Самая я на ее лежанку не собираюсь перебираться.
Тем более, что я одна замерзну в постели.
Нужно было не одну тунику брать, а десять.
Поэтому ложись, где и лежала, справа от меня.
Мальва останется слева.
К вашим шалостям я уже привыкла и готова.
Они в следующий раз не вызовут у меня удивление и гнев.
Втроем мы будем хоть-как-то защищены от нападок тех, кто, возможно, тайком проберется к нам ночью.
— Ой, как страшно, – Добронрава осторожно прилегла справа от Елисафеты.
Прошло пять минут.
— Добронрава, двигайся ближе, – Елисафета произнесла с досадой. – То голая ко мне прижималась, то в одежде не можешь.
Чувствуешь, как я дрожу и мерзну?
Бесчувственная, ты, Добронрава.
— Я постараюсь ради тебя, – Добронрава робко подползла и прижалась боком к боку Елисафеты.
Елисафета вдавила свое тело в тело Мальвы.
Мальва спала и не возражала.
— Так теплее? – через пять минут Добронрава спросила с волнением.
— Теплее, но ненамного, – Елисафета ворочалась. – Раздевайся догола.
По крайней мере, когда ты была голая, я не мерзла.
— Я буду честной, мне стыдно, – Добронрава выдохнула с болью.
Она разделась, повернулась на левый бок и прижалась горячим телом к Елисафете.

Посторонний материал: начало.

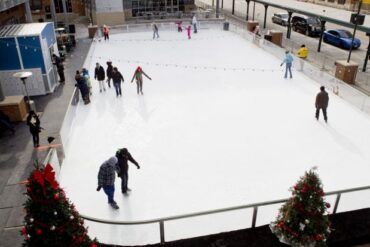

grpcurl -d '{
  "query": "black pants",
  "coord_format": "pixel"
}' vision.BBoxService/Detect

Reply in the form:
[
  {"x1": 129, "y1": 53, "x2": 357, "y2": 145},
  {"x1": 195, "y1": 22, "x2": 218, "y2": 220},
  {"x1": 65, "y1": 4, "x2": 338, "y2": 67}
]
[
  {"x1": 121, "y1": 171, "x2": 128, "y2": 193},
  {"x1": 58, "y1": 69, "x2": 66, "y2": 82},
  {"x1": 316, "y1": 108, "x2": 328, "y2": 121}
]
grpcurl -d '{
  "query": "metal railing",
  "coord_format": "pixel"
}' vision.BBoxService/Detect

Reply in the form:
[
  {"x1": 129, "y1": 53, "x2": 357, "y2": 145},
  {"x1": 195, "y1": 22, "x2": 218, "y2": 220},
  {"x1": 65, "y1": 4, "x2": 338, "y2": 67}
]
[{"x1": 81, "y1": 186, "x2": 370, "y2": 244}]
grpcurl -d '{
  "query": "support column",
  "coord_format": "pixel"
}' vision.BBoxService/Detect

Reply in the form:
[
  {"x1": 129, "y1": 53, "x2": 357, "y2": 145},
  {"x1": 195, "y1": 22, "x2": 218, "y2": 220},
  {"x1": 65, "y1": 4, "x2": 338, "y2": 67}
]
[
  {"x1": 286, "y1": 11, "x2": 293, "y2": 39},
  {"x1": 362, "y1": 33, "x2": 370, "y2": 72},
  {"x1": 263, "y1": 4, "x2": 269, "y2": 28},
  {"x1": 245, "y1": 0, "x2": 251, "y2": 21},
  {"x1": 24, "y1": 0, "x2": 33, "y2": 23},
  {"x1": 317, "y1": 20, "x2": 326, "y2": 52}
]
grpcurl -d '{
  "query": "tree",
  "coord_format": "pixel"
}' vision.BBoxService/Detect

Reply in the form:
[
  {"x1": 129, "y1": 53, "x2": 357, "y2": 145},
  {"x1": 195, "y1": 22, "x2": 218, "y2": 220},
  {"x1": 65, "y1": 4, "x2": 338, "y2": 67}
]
[
  {"x1": 21, "y1": 164, "x2": 97, "y2": 247},
  {"x1": 270, "y1": 169, "x2": 331, "y2": 247}
]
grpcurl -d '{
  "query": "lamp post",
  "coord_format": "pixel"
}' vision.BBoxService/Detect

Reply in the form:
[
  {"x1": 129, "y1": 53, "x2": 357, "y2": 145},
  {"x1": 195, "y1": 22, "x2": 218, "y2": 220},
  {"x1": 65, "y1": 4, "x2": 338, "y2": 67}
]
[{"x1": 13, "y1": 71, "x2": 36, "y2": 112}]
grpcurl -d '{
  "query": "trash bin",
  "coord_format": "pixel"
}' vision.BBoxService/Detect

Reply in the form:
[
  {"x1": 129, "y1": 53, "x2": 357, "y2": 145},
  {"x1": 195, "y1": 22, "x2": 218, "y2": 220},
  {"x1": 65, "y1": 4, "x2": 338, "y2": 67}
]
[{"x1": 265, "y1": 34, "x2": 272, "y2": 42}]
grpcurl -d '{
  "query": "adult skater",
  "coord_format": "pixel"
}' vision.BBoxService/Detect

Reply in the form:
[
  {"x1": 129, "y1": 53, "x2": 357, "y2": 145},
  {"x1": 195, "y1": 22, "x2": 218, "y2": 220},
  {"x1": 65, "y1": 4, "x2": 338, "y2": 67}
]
[
  {"x1": 191, "y1": 14, "x2": 198, "y2": 33},
  {"x1": 112, "y1": 67, "x2": 125, "y2": 97},
  {"x1": 297, "y1": 44, "x2": 308, "y2": 71},
  {"x1": 280, "y1": 51, "x2": 293, "y2": 79},
  {"x1": 27, "y1": 111, "x2": 41, "y2": 148},
  {"x1": 153, "y1": 23, "x2": 159, "y2": 39},
  {"x1": 315, "y1": 86, "x2": 329, "y2": 123},
  {"x1": 103, "y1": 25, "x2": 109, "y2": 41},
  {"x1": 53, "y1": 54, "x2": 66, "y2": 83},
  {"x1": 96, "y1": 156, "x2": 119, "y2": 209},
  {"x1": 116, "y1": 148, "x2": 140, "y2": 194},
  {"x1": 75, "y1": 70, "x2": 90, "y2": 105},
  {"x1": 186, "y1": 26, "x2": 191, "y2": 39},
  {"x1": 94, "y1": 63, "x2": 105, "y2": 92},
  {"x1": 107, "y1": 61, "x2": 113, "y2": 87},
  {"x1": 131, "y1": 66, "x2": 152, "y2": 95}
]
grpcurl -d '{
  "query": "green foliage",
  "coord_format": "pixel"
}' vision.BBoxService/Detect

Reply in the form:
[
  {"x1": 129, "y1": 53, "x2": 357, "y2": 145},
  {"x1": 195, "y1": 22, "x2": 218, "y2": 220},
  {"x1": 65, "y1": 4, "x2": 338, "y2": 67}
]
[
  {"x1": 270, "y1": 170, "x2": 331, "y2": 246},
  {"x1": 21, "y1": 164, "x2": 97, "y2": 247}
]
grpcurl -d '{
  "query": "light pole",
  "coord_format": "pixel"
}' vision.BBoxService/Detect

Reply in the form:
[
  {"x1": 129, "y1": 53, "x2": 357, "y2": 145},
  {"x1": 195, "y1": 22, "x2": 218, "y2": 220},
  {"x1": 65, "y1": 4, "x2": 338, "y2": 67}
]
[{"x1": 13, "y1": 71, "x2": 36, "y2": 112}]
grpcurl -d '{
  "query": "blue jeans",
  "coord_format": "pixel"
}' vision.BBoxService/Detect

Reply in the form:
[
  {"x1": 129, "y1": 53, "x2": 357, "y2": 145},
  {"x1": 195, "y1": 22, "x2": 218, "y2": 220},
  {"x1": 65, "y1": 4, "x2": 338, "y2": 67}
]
[
  {"x1": 113, "y1": 82, "x2": 122, "y2": 96},
  {"x1": 284, "y1": 63, "x2": 292, "y2": 78},
  {"x1": 103, "y1": 185, "x2": 115, "y2": 203}
]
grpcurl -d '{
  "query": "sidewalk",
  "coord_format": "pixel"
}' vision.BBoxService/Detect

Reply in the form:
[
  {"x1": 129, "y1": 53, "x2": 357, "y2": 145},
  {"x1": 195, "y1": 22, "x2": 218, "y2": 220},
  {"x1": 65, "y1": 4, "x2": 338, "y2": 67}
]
[{"x1": 0, "y1": 18, "x2": 91, "y2": 247}]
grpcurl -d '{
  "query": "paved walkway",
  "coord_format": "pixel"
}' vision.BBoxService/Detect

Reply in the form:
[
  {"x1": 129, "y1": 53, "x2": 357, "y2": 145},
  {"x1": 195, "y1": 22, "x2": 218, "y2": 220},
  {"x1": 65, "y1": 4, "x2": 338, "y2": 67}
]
[{"x1": 0, "y1": 18, "x2": 91, "y2": 247}]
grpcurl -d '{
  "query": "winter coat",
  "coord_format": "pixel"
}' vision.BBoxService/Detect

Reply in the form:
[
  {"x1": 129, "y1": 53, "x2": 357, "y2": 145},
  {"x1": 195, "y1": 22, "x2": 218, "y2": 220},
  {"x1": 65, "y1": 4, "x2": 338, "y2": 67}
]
[
  {"x1": 75, "y1": 74, "x2": 89, "y2": 97},
  {"x1": 116, "y1": 149, "x2": 140, "y2": 174},
  {"x1": 94, "y1": 66, "x2": 105, "y2": 81},
  {"x1": 27, "y1": 114, "x2": 41, "y2": 134},
  {"x1": 315, "y1": 91, "x2": 329, "y2": 109},
  {"x1": 107, "y1": 63, "x2": 113, "y2": 78},
  {"x1": 297, "y1": 47, "x2": 308, "y2": 58},
  {"x1": 283, "y1": 53, "x2": 293, "y2": 64},
  {"x1": 112, "y1": 71, "x2": 125, "y2": 83},
  {"x1": 131, "y1": 70, "x2": 152, "y2": 82},
  {"x1": 98, "y1": 156, "x2": 118, "y2": 186}
]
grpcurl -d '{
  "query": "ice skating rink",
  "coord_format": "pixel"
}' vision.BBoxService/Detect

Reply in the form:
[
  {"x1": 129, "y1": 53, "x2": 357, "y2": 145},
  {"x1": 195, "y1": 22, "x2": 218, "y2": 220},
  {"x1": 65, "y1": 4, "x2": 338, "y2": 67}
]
[{"x1": 60, "y1": 30, "x2": 370, "y2": 245}]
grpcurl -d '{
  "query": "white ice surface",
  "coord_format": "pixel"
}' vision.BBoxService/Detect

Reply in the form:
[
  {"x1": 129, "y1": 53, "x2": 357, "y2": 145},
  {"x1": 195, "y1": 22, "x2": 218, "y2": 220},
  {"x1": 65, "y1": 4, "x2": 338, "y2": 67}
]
[{"x1": 61, "y1": 30, "x2": 370, "y2": 245}]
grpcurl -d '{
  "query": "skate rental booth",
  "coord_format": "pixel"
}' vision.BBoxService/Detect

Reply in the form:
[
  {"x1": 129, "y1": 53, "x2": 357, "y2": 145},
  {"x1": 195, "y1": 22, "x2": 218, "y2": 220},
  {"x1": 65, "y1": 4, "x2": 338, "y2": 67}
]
[{"x1": 0, "y1": 22, "x2": 58, "y2": 96}]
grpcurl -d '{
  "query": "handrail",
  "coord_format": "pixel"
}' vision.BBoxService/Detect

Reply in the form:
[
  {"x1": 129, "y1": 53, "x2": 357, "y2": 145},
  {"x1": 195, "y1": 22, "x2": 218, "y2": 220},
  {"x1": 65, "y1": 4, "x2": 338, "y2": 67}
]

— Патрокл оставил нас мерзнуть, – Елисафета прошептала через несколько минут. – Он разбил наши надежды на тепло.
Он заплатит нам за это.
— Патрокл добрый, но не знает, как выразить доброту к нам, к девушкам.
— Для тебя все добрые, – Елисафета пробурчала, – даже подлец хитрец Патрокл.
— Все люди добрые, – Добронрава произнесла коротко.
— А для меня все люди злые.
— И Ясмина злая для тебя? – Добронрава поинтересовалась наивно.
— И Ясмина стала злая для меня, — Елисафета ответила решительно.
— Елисафета, ты дрожишь от любви к Ясмине, или от злости на нее? – Добронрава спросила тихо.
— Скоро утро, я дрожу от наступающего утреннего холодка, – Елисафета ответила резко. – На этот раз ваше тепло не согревает меня.
— Предутренний туман высасывает тепло, – Добронрава прижалась к Елисафете сильнее. – Так теплее?
— Не особо, – Елисафета дрожала.
— Может быть, я встану и побегаю, разогрею себя, а потом отдам тебе жар своего тела?
– Ты настолько добренькая, что готова не только голая бегать по холоду ради других, но и на костер бы пошла.
На костре поджарилась бы, а потом отдавала бы свое тепло мне.
— Елисафета, я виновата перед тобой.
— Виновата, виновата, конечно, виновата, – Елисафета резко присела.
Рывком стянула с себя тонкую тунику.
Накрыла одеждами Мальву, Добронраву и себя. – Вот так, когда мы все совершенно голые, нам, действительно, будет теплее.
И не вздумай подумать что-нибудь гадкое, Добронрава.
Я тебя тогда съем.
— Ой, – пискнула Добронрава.
Она лежала с закрытыми глазами и дрожала.
— Теперь ты дрожишь, – Елисафета прошипела с досадой. – Ты горячая, не мерзнешь, так почему же дрожишь.
— Я дрожу от стыда, не могу остановиться, — Добронрава всхлипнула.
— Что ты не можешь остановиться?
— Дрожать не могу остановиться.
А ты, что подумала, Елисафета?
— Не важно, что я подумала, спи, давай. – Елисафета по-хозяйски прижалась грудью к груди Добронравы. – Вот так по-настоящему теплее.
И не вздумай ничего гадкого.
— Я и не думаю гадкое, – Добронрава произнесла осторожно.
— Дрожишь, а сама вспотела, под тобой мокро.
— Да, мокро подо мной, – голос Добронравы стал надтреснутый.
Елисафета открыла глаза и внимательно посмотрела на Добронраву.
Из-под опущенных век доброй девушки текли слезы.
Елисафета промолчала и, наконец, заснула.